Apps Fall Farther
Rates bounce back, Freddie says
By ANNE LINEBERRY
8/22/2003
Pointing to last week's blackout as a possible contributor, the Mortgage Bankers Association of America (MBA) reported another decrease in applications for mortgage financing for the week ended August 15.
MBA's Market Composite Index of mortgage loan applications was 736.7 on a seasonally-adjusted basis, the group said. The index is 10.7 percent smaller than the prior week, as reported in the Weekly Mortgage Applications Survey.
"One factor that no doubt negatively affected mortgage applications last week was the blackout in the Northeast that shut down many mortgage offices for at least a day. Unfortunately the nature of our data is such that we cannot estimate the magnitude of the impact," said Jay Brinkmann, MBA's vice president of research and economics.
The industry organization reported a slowdown in all types of applications. The refinance index in particular fell dramatically, finishing 14.9 percent off from the prior week. The purchase index was down 4.9 percent, the government index was off seven percent and the conventional index closed down 11 percent, MBA said.
Rates, after taking a dip last week, headed back upward, Freddie Mac said.
The 30-year fixed rate averaged 6.28 percent, up four basis points over the prior week, according to the secondary lender. At this time last year, the 30-year averaged 6.27 percent.
In its latest forecast, MBA predicted the 30-year rate would average 6.2 percent for the quarter.
In its Primary Market Mortgage Survey, Freddie reported the 15-year fixed rate as averaging 5.60 percent, up two basis points for the week. It's still lower than this time last year when the 15-year averaged 5.71 percent. Both the 30- and 15-year rates carried 0.8 discount points.

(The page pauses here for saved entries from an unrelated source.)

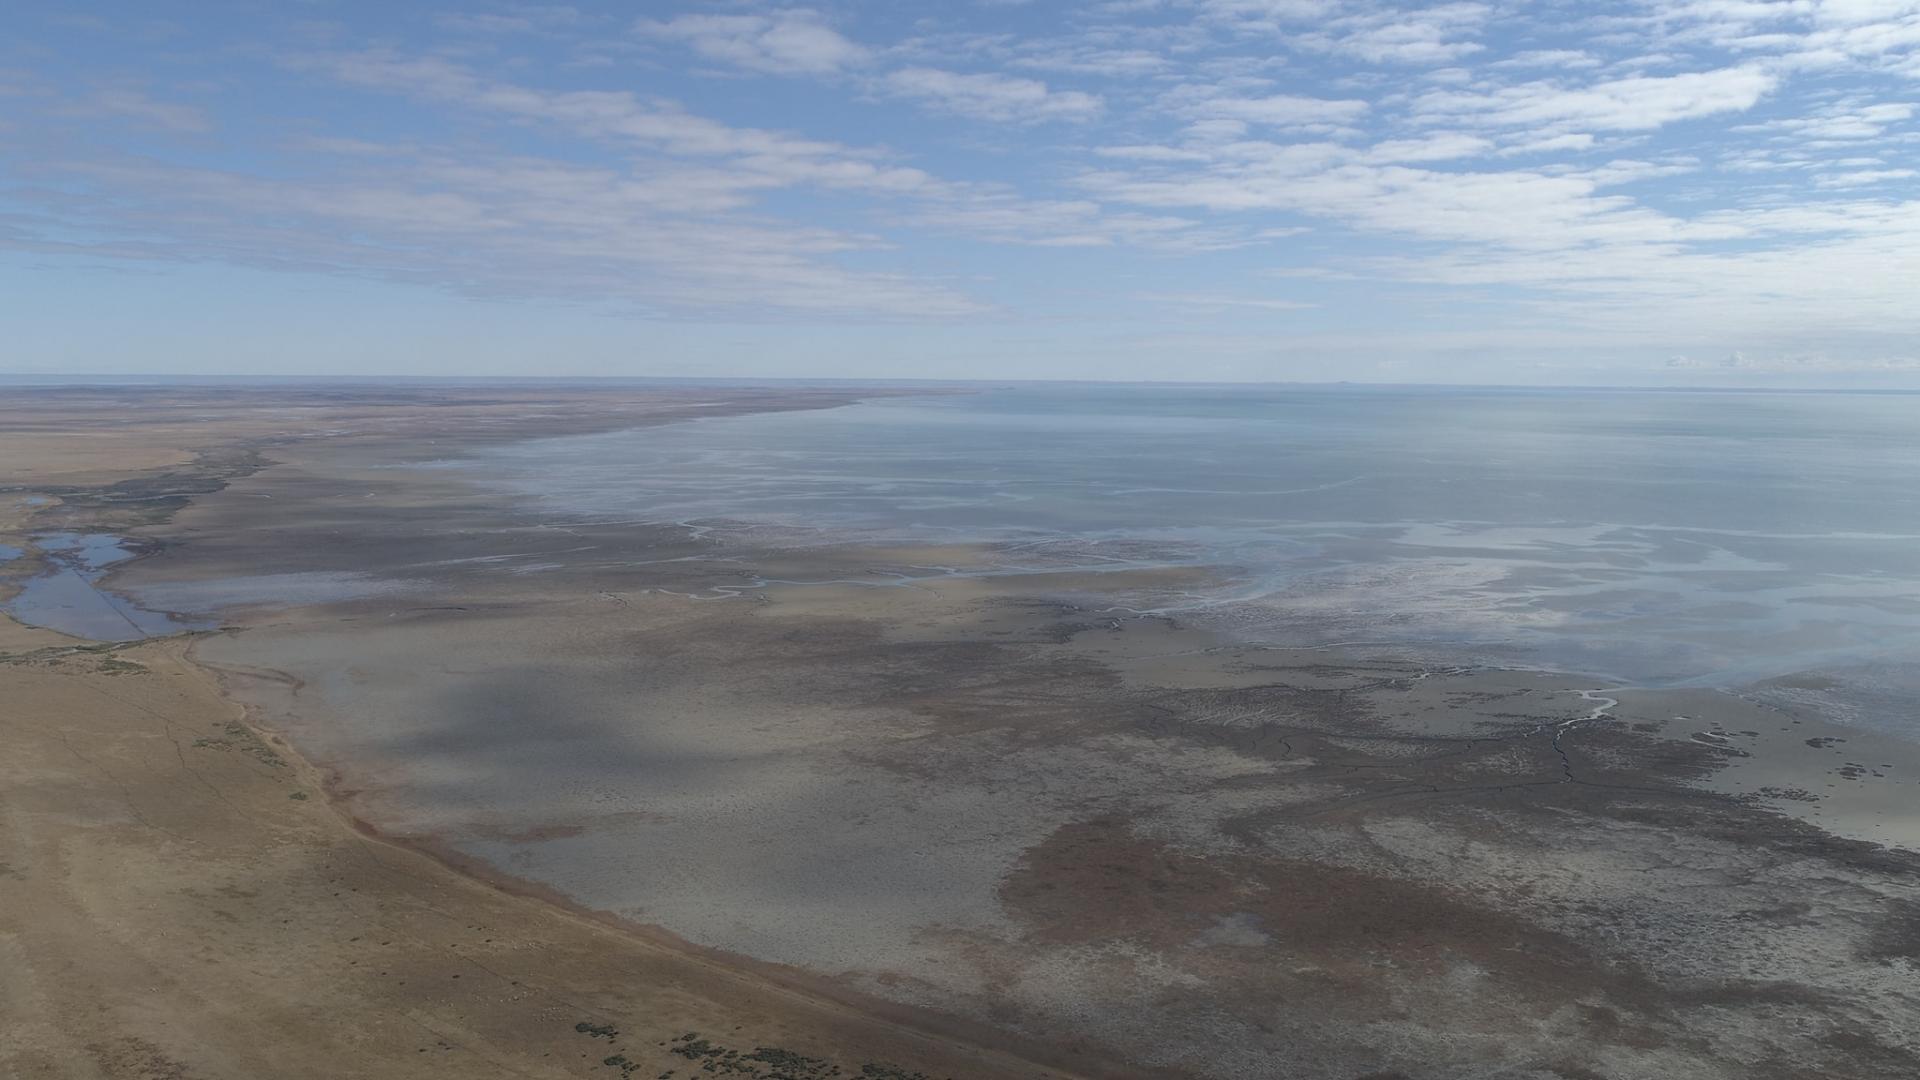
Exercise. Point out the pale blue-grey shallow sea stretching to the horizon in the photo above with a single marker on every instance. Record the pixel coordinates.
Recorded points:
(1648, 537)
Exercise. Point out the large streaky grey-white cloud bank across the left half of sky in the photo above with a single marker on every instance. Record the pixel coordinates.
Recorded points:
(671, 230)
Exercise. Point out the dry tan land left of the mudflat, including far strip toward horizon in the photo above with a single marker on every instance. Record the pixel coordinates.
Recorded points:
(181, 898)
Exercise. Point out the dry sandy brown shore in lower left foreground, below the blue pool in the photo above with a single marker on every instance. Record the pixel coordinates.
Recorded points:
(168, 895)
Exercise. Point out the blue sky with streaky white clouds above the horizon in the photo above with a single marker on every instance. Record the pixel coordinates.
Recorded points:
(1717, 193)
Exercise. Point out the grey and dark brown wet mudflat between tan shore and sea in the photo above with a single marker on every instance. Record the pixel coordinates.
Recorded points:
(996, 810)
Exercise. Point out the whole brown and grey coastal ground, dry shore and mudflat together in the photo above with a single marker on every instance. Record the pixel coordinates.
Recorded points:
(878, 808)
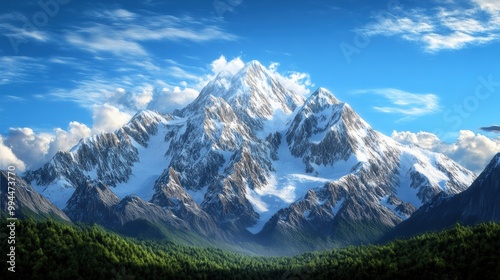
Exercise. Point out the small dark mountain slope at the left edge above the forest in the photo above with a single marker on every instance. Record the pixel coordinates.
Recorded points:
(27, 202)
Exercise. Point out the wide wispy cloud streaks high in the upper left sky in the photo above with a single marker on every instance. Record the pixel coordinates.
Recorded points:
(123, 32)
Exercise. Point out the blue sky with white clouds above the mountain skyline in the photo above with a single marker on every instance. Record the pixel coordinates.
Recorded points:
(423, 73)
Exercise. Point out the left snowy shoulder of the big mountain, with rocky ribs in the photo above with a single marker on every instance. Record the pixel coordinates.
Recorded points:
(127, 159)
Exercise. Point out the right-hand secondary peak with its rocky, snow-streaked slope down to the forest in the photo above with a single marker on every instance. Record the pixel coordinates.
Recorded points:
(372, 182)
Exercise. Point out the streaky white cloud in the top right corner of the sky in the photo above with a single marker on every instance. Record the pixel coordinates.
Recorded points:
(447, 27)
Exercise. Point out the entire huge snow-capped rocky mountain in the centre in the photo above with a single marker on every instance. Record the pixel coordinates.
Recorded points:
(253, 160)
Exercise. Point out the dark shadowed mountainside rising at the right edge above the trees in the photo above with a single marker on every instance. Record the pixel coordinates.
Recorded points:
(479, 203)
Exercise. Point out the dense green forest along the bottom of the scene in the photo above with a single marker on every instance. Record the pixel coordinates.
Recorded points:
(50, 250)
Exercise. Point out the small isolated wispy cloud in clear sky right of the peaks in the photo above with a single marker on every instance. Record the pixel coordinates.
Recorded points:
(405, 103)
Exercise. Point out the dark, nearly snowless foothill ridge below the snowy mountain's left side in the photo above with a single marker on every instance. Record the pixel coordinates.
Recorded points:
(95, 202)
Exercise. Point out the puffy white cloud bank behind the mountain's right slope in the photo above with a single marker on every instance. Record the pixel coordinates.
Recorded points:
(473, 151)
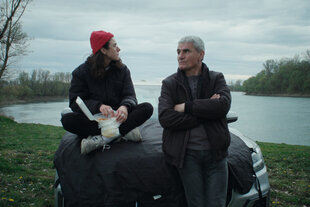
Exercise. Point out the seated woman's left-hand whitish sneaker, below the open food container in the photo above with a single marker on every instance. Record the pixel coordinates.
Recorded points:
(94, 142)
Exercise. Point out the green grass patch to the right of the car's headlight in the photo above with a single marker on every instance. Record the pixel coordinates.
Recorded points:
(288, 169)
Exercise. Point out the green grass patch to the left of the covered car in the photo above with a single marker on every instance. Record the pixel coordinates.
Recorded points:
(26, 163)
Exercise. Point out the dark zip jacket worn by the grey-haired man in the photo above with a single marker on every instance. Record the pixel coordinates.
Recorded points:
(203, 110)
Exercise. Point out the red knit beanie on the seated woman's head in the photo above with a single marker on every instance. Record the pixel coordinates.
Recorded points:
(98, 39)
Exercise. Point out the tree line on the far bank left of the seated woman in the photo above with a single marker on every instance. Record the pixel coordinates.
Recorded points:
(38, 84)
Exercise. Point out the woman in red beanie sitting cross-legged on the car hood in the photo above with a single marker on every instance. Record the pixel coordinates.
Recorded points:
(104, 83)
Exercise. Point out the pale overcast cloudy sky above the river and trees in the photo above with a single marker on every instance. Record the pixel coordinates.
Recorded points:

Higher rates could have contributed refinances continuing to shrink as percentage of total applications. MBA said that for the week ended August 15, refinances comprised 53.4 percent of applications, down from 55.8 percent the previous week.
Refinancing volume has taken such a nosedive lately that MBA has revised its prediction for yearly production volume downward in its latest statement.
Some positive economic news may cause rates to continue skyward. Frank Nothaft, chief economist for Freddie, mentioned in his weekly commentary that single-family housing starts have hit their highest annualized level since 1978. This development, Nothaft says, has builders confident about a strong housing market.
At Forbes.com, other good news on the economic front was reported, including falling jobless claims and a leap in mid-Atlantic manufacturing.
"It bodes well for the recovery we've been looking for," said William Cheney, chief economist at John Hancock Financial Services, to Forbes.
The publication noted that, "These latest data offered evidence that the U.S. economy is poised to spring from months of sluggishness, but also augurs higher inflation and interest rates that could hurt bonds."
The 10-year Treasury yield was 4.47 percent at close of business Thursday, almost the same as last week's 4.48 percent close.
The one-year Treasury-indexed adjustable-rate mortgage (ARM) averaged 3.84 percent for the week, Freddie said. In 2002 this week, the rate averaged 4.34 percent.
Bankrate.com's financial analyst Greg McBride believes rates will continue upward, short-term.